Every sports fan has dreamed of meeting their professional sports hero; to gaze up at a supposed god and validate their assumption that this athlete is everything they believed he or she to be.

If such an encounter has ceased to come to fruition in your life thus far, don't fret – you probably aren't missing much.

We spend our entire lives grasping for what we deem to be the greatest the world has to offer, when ironically it's right beneath our nose. We search for the blond bombshell with the ginormous rack when the girl next door is actually smart and funny, the Dodge Viper when a 1991 Saturn will do the same job and leave a little coin in your pocket and lastly, we strive to meet a professional sporting hero when an amateur athlete is infinitely more appealing.

Amateur athletes – such as the individuals The Gazette report about on a daily basis – are pure. They haven't been corrupted by the bling bling, the constant coddling and the incessantly overbearing limelight. They aren't jaded.

I was once among the group of people who believed if somebody was on television or adored by millions it validated them as human beings.

According to the Oxford Dictionary, to be the best is to be "of most excellent and desirable kind." After covering two years of athletics here at Western, my idea of sporting utopia has definitely changed.

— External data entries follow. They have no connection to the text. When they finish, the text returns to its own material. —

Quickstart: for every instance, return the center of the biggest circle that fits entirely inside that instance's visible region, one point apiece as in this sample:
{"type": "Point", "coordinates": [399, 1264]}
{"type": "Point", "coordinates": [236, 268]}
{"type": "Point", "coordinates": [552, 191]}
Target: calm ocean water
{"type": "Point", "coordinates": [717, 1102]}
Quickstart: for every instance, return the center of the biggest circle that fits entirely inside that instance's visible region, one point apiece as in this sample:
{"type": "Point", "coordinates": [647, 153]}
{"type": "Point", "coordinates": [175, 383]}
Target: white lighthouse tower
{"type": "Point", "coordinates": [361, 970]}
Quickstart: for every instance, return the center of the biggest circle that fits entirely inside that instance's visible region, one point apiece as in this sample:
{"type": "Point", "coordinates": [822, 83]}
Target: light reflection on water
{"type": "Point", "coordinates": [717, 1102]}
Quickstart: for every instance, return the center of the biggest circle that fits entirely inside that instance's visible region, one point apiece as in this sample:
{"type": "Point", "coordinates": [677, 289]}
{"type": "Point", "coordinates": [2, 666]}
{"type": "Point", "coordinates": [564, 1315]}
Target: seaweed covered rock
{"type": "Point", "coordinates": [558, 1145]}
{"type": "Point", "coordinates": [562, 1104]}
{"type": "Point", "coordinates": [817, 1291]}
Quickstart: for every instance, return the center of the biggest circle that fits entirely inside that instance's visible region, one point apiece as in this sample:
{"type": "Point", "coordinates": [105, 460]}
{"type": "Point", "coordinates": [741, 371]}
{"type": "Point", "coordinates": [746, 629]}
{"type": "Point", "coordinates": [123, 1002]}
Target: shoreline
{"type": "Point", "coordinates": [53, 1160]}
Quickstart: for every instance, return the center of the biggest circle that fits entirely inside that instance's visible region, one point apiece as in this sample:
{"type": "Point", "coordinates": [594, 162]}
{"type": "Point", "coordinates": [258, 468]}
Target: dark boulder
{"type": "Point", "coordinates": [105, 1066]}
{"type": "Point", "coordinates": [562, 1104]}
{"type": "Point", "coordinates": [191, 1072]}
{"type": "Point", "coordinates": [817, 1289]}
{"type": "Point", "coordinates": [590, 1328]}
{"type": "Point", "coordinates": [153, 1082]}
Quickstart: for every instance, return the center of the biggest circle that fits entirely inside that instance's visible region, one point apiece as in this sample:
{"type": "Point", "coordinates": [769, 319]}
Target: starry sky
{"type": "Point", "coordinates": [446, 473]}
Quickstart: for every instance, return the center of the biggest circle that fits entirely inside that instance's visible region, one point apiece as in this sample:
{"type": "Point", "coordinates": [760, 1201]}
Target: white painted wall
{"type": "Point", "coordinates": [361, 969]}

Witnessing determined women compete with unbridled passion in a meaningless soccer game on Friday and speak about it afterwards with pride, validates my theory that the true heroes are amateur athletes who play for the love of the game and not pay cheques they receive afterwards.

Amateur athletes get no bling – only bruises, fatigue and the "opportunity" to perform their craft in front of about the same amount of people who attended Operation Massive.

I could cite endless examples of reasons why amateur (particularly university) sports are not only on par, but better than the majority of professional sports, but there's only so much space in this newspaper.

I refuse to generalize about professional athletes as a whole, because judgments will be the death of civilization as we know it. However, I have been on both sides of the fence. I have witnessed amateur and professional athletics and I have met Vince Carter and Jason Kidd to name a few and I will be the first to admit they aren't all they're cracked up to be.

The unfortunate reality is that if university athletics continues to be shredded by funding cuts as they have recently been at Western, they will cease to exist – give or take a few, like football and basketball.

I don't urge you to attend university games this season, because I don't think you should feel obligated, but I do offer one opinion on the games across our lovely campus. It's up to you to make up your own mind on whether I hold some validity or I'm just some bumbling idiot.

But in all honesty, believe the hype.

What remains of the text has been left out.